For more than a century, the Royal Shakespeare Company in England has hired composers to write original music for its productions. That sheet music has sat in a vault for decades — until now.
The company has started releasing albums that combine music from its contemporary productions with much older works.
Bruce O'Neill, head of music for the Royal Shakespeare Company, describes the archive as "a bit like a bank vault."
"You've got these various rooms with, sort of, very thick doors with a big wheel on the front to let you in," O'Neill tells NPR's Ari Shapiro. "And they're all sort of organized along these shelves and categorized by date and by composer in some instances. Although they're organized to a certain extent, some of them really haven't actually been looked through since the production happened."
The collection includes compositions from well-known composers.

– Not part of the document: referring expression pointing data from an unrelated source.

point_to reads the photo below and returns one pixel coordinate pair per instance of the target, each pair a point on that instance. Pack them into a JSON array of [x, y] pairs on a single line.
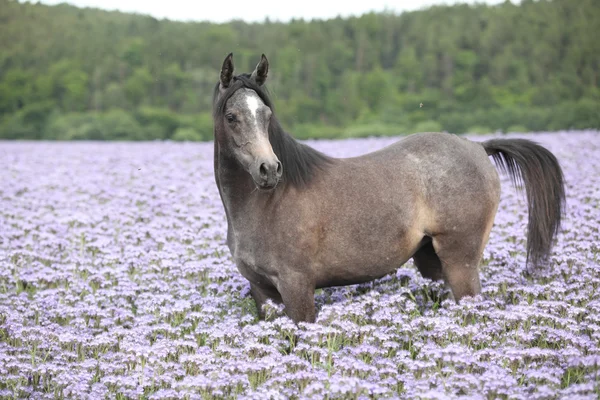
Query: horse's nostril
[[263, 170]]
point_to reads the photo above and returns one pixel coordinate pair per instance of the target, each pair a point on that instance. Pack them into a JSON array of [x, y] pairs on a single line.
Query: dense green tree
[[70, 73]]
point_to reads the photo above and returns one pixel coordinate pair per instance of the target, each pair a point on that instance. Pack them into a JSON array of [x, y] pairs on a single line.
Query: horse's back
[[458, 183]]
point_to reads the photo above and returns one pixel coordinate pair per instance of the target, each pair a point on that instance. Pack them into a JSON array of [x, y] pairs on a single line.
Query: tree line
[[70, 73]]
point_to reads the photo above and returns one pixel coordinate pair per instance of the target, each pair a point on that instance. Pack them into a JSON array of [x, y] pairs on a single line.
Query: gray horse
[[300, 220]]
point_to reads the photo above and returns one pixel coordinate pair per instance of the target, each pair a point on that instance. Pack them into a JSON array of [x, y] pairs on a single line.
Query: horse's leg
[[428, 262], [460, 256], [261, 295], [298, 297]]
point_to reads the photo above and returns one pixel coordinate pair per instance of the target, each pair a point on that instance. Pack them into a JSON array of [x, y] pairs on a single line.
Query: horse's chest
[[253, 263]]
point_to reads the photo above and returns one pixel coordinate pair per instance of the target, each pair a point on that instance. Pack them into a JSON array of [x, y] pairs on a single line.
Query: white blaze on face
[[261, 142], [253, 105]]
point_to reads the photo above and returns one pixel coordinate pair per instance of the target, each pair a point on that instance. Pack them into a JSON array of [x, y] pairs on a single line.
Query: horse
[[299, 220]]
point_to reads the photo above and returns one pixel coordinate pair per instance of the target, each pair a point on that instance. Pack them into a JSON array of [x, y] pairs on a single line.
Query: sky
[[255, 10]]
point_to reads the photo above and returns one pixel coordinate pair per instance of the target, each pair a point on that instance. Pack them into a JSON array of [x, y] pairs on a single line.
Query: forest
[[68, 73]]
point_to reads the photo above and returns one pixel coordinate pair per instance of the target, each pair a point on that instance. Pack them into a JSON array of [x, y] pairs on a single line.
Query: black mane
[[299, 161]]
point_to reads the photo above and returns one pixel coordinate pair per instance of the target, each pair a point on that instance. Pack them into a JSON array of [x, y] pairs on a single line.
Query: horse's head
[[242, 121]]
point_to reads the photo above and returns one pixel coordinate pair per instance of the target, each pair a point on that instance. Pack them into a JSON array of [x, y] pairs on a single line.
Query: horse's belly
[[365, 263]]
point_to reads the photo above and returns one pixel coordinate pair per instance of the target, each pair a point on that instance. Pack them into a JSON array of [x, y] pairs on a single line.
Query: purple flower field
[[116, 282]]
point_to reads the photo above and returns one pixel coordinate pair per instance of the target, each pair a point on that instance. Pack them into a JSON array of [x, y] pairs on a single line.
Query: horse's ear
[[261, 71], [227, 71]]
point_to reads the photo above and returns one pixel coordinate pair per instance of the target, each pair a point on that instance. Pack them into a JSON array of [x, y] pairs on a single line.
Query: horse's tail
[[529, 163]]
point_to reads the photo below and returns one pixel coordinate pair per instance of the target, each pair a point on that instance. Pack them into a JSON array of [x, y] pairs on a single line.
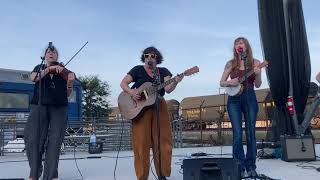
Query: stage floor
[[102, 168]]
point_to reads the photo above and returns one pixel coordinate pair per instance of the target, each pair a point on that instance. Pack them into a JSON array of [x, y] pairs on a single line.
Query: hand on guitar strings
[[178, 78], [135, 94], [234, 82]]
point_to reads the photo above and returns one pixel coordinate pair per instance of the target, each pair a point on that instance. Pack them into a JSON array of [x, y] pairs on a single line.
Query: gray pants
[[45, 135]]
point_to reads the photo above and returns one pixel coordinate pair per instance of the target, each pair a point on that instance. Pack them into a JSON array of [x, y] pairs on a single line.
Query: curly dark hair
[[152, 50]]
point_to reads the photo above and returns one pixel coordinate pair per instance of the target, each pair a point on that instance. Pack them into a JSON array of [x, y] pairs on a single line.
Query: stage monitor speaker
[[206, 168], [96, 148], [297, 148]]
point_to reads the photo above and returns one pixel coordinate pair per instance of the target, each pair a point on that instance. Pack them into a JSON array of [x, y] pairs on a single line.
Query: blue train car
[[16, 91]]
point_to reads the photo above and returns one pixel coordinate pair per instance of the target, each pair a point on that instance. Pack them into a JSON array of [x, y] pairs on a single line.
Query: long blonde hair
[[235, 61]]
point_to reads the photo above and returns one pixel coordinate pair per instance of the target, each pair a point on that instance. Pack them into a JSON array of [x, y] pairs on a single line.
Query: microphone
[[51, 47], [151, 64], [243, 54]]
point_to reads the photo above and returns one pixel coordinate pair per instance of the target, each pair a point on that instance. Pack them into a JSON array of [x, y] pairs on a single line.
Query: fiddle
[[65, 72]]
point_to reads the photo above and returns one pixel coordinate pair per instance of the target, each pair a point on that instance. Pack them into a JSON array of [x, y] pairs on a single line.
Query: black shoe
[[252, 173], [162, 178], [243, 174]]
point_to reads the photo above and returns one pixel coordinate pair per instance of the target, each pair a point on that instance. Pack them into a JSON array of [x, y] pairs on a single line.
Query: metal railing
[[76, 137]]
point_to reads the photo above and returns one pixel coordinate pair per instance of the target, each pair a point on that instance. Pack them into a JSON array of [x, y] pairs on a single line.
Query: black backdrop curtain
[[274, 42]]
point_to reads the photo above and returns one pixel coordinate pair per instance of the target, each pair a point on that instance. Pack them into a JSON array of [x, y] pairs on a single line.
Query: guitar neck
[[169, 82]]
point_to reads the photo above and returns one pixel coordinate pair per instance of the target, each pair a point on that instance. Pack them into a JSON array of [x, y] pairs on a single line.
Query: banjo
[[237, 90]]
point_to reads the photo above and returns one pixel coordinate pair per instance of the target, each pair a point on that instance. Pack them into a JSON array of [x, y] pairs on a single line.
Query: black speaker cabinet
[[297, 148], [205, 168]]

Twentieth-century composer Ralph Vaughn Williams' adaptation of "Greensleeves" for the 1913 production of Richard II is just one example.
"That [piece] sort of demonstrates that, at that time, there was still a propensity to use existing pieces of music," O'Neill says of the adaptation. "Vaughan Williams was obviously hugely interested in folk music. So he was arranging a lot of folk music."
The archive has served the company well over the years. For a contemporary production of Richard II, O'Neill only had to visit the vault to find inspiration.
"We look back a hundred — exactly a hundred years — and there we had Ralph Vaughan Williams, Music For Richard II from 1913," O'Neill says. "It was a beautiful start for us."
The albums too juxtapose the contemporary with older works. This year, composer Michael Bruce adapted Shakespeare's song "Who Is Sylvia?" into an indie-rock ballad for a production of Two Gentlemen Of Verona. Listeners can compare this version with one from 1938 by Anthony Bernard.
"This is why I knew that we had to delve into the archive," O'Neill says. "Because, in 1938, that was modern. And classics only become classics after a length of time. … That's the beauty of it. And when people are listening to Michael Bruce's version in, say, a hundred years time, I wonder what they will think of that."